Far too many are treating this as business as usual. And you're absolutely right, the whiplash has led many voters to think this is just another toxic political cycle.
It doesn't help that the Democrats are only slowly waking up that this isn't business as usual. The few remaining legacy Republicans have finally been jolted by Trump's claim Ukraine started the war. But is it enough to force them to rethink this disastrous course? And will they have the power to effect change?
The Patel nomination, to me, is the line in the sand. If he is confirmed then we lose any legal enforcement way to intervene. I worked at the FBI. Those are principled, hard working people who skew moderately to very conservative. These are not Biden slaves or far-left fanatics.
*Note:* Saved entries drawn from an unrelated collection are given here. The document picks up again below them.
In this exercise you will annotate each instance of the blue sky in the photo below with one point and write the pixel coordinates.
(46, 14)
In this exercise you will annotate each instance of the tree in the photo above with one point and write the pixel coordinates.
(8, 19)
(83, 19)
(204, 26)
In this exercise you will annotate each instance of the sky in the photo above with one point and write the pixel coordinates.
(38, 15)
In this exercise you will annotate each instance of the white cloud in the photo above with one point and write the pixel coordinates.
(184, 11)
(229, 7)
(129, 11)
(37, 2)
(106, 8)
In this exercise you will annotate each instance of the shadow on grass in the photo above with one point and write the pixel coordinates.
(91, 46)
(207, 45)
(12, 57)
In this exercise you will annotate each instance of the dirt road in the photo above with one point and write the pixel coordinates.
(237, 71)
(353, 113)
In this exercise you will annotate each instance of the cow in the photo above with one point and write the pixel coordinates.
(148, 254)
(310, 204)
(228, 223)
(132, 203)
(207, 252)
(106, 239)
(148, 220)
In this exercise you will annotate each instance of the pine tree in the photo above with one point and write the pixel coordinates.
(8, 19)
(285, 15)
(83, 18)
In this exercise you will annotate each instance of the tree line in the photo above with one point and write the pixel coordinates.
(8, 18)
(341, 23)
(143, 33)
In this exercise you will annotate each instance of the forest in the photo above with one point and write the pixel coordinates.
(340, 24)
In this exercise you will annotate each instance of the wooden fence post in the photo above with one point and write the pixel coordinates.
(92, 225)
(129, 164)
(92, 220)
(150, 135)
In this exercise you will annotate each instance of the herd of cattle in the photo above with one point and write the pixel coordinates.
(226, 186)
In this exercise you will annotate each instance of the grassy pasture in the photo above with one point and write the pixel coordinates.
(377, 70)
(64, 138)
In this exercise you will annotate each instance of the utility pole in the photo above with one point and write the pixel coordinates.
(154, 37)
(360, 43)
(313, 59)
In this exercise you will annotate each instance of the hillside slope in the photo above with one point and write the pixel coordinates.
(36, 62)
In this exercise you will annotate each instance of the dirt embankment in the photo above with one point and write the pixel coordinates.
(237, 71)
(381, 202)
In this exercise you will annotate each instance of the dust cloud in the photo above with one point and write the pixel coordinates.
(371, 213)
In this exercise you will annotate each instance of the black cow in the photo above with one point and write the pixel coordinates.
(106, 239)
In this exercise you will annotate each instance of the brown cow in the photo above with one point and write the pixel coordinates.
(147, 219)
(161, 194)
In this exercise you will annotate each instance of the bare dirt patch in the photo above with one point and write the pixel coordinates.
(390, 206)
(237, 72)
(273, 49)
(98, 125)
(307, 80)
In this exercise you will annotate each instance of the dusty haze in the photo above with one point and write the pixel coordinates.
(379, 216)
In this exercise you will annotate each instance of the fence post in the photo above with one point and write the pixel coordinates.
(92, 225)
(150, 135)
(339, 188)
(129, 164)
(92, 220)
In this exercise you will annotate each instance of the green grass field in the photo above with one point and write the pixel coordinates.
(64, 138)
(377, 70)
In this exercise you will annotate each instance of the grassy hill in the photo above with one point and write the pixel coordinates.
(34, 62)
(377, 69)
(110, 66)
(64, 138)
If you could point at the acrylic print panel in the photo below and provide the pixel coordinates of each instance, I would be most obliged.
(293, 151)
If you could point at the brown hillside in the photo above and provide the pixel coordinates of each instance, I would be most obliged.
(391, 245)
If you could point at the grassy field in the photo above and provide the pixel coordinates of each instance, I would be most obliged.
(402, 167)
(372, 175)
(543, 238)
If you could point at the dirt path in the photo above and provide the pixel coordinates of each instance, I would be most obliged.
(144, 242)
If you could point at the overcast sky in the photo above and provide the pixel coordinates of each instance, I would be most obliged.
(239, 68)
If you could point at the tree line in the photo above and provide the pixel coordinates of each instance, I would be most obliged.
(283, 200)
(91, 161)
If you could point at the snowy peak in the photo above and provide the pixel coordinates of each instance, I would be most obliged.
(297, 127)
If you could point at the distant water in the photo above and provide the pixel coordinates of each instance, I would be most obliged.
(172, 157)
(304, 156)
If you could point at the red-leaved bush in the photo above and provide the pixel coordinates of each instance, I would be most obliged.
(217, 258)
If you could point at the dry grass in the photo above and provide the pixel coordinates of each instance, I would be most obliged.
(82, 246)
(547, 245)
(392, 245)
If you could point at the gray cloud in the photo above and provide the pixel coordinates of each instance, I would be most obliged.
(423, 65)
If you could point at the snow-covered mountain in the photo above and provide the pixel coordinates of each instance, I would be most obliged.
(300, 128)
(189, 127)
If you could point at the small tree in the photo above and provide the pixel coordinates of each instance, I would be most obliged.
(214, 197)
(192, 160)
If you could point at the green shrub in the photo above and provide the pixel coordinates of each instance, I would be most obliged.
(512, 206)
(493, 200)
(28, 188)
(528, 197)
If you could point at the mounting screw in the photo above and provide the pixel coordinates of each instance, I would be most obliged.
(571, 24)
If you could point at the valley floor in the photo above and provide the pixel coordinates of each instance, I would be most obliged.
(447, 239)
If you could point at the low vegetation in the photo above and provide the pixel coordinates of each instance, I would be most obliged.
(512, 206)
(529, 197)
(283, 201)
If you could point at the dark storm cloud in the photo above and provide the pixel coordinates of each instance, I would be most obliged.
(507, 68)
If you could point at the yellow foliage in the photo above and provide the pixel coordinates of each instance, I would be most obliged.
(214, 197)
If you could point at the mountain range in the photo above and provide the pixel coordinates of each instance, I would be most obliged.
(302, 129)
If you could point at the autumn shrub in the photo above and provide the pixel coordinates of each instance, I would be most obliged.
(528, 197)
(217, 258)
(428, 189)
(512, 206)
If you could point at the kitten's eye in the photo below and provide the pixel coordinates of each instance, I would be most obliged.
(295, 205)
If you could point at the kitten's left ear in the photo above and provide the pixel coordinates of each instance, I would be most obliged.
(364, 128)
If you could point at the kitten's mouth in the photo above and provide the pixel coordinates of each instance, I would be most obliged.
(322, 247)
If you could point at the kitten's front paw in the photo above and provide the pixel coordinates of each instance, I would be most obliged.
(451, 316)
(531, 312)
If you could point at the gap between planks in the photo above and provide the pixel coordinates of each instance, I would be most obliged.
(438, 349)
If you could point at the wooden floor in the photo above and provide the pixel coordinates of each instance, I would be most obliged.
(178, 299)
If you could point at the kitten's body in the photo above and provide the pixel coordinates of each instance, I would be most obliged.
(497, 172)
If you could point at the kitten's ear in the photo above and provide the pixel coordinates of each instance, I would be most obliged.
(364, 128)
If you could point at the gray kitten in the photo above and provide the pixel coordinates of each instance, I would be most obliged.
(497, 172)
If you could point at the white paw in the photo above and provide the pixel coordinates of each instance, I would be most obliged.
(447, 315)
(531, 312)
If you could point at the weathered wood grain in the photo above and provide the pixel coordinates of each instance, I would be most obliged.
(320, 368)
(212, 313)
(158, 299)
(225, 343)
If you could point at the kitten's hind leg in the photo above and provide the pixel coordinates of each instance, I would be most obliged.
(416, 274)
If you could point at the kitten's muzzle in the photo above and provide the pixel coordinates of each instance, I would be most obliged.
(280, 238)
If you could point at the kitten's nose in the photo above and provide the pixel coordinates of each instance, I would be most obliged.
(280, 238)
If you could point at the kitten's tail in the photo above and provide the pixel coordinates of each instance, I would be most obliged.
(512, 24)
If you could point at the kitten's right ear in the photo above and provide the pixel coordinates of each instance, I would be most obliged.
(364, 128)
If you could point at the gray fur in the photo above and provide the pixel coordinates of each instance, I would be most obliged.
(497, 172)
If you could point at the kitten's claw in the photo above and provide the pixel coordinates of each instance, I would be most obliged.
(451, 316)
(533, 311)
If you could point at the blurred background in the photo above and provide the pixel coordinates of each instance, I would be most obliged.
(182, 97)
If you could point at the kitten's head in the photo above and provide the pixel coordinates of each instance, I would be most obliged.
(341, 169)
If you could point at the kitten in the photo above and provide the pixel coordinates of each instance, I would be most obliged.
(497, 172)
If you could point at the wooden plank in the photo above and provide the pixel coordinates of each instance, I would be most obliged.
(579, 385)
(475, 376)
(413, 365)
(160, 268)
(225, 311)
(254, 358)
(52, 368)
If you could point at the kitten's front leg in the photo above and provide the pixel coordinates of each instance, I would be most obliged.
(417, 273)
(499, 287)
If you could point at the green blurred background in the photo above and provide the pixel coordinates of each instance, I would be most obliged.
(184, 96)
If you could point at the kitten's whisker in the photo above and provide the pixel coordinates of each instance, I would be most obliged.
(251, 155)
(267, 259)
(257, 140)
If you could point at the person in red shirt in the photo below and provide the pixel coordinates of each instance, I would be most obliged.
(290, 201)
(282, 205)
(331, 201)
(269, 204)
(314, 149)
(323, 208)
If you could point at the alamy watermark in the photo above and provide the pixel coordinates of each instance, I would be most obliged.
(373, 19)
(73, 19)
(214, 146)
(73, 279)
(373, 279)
Once he cleans house there and installs loyalists, we'll have a Stazi not an investigative force. The term "terrorist" will be applied to any and all who disagree with the administration . This is already being tested by calling those who protested for Gaza as such and Homan implying AOC needs to be investigated.
That will leave the military. And they pump bases so full of Fox news it's hard to say where they land. It's a diverse group and the leadership is always staunchly obedient to the President but pledges their loyalty to the constitution.
Anybody's guess what they do when the time comes, but Pete Hegseth wrote about this exact same thing in his books. Writings nobody on the senate panels questioned him about. His assumption was that the Army would rise up to root out the radical left.
These are critical moments here. And you frame the ultimate question perfectly - is it still ours to fix?
I think so. For now. The people need to claim what's theirs.